The only way to be smart, we have learned, is by being right. The only way to secure peace is by insisting that our rights be respected. We won’t get peace for land. We will get war – not from the Iraqis or anyone else to our east, but from the Palestinians. And since the Palestinians are the people Kerry is intending to empower with his peace plan and his security arrangements, both his peace plan and his security arrangements are deeply dangerous and hostile.
 
As for the threat from east of the Jordan, here too, Kerry’s security arrangements are absurd. Kerry and his supporters claim that by enabling Israel to maintain a limited force along border with Jordan for a period of 5-15 years, he will build, in the words of Jeffrey Goldberg, his biggest fan, “an impregnable security system.”
 
But this is ridiculous. When Israel withdrew from the international border between Gaza and Egypt, it wrongly assumed two things – first, that the regime of Hosni Mubarak would always be in power, and second, that Mubarak’s regime would secure the border.
 
In the event, Mubarak, Israel’s peace partner, did not secure the border. According to then Shin Bet director Yuval Diskin, in the three months after Israel withdrew from Gaza in August 2005, the Palestinians smuggled more weapons into the Gaza Strip from Egypt than they had in the previous 38 years, when Israel controlled the border.
 
And of course Mubarak did not remain in power. He was replaced by the Muslim Brotherhood.
 
While it is true that for now, the Egyptian military has wrested control over the country from the Muslim Brotherhood, and is reportedly cooperating with Israel in the Sinai, there is no reason to assume that the present conditions will prevail.
 
Kerry’s security arrangements along the Jordan Valley are predicated on two similarly dim-witted notions. First, that the Hashemite regime will remain in power forever. And second, that the Hashemites will want to protect the border forever.
 
Given the instability of the Arab world as a whole and the fact that the overwhelming majority of Jordanians are Palestinians, the most likely scenario is that the Hashemites will be overthrown at some point in the eminently foreseeable future.
 
Moreover, even if King Abdullah II manages to remain in power, his children are half Palestinian.
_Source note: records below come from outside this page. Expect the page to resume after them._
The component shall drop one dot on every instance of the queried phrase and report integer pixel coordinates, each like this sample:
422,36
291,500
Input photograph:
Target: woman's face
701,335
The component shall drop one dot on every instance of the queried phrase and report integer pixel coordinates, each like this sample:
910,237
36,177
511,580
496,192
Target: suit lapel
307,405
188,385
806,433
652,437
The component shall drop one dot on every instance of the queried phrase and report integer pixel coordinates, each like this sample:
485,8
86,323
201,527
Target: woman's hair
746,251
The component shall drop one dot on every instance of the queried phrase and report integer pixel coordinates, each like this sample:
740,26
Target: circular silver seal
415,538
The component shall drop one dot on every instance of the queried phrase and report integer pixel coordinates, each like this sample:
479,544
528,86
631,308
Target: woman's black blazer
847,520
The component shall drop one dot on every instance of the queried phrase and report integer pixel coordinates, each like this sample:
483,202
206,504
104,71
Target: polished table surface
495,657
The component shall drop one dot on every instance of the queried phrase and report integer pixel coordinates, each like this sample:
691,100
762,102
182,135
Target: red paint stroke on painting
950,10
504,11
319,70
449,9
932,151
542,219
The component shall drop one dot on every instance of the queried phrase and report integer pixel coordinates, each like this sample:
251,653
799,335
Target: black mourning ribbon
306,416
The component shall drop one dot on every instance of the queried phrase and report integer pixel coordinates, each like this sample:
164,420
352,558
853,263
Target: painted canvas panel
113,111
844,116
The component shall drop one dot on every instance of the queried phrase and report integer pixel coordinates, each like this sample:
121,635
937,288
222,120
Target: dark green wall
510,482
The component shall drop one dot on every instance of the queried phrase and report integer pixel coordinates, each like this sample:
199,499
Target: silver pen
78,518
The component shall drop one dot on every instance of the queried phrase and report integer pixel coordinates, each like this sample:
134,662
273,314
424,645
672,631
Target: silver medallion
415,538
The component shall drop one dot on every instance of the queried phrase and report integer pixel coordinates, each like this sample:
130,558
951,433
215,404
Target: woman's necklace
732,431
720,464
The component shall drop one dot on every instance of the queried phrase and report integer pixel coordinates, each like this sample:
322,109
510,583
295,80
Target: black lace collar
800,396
So even if the Hashemites remain in power, there is no reason to believe that their commitment to peace with Israel will be maintained over time. This is doubly true given the rise of jihadist forces aligned with Iran and al-Qaida battling for power in Syria and Iraq.
 
The third foundation of Kerry’s security arrangements is that Israel can trust America’s security guarantees.
 
This position of course was completely discredited by the nuclear deal that Kerry and President Barack Obama have concluded with Iran, which paves the way for the genocidal Islamic Republic to acquire nuclear weapons.
 
After the Iran deal, only the most reckless and irresponsible Israeli leaders could take American security guarantees at face value.
 
Israelis frustrate the land-for-peace processors from Washington because we have actually been awake for the past 20 years. And we refuse forget what we know.
 
Land for peace was killed by Palestinian terrorists.
 
Jordan is not forever.
 
And US security guarantees are about as useful as a three dollar bill.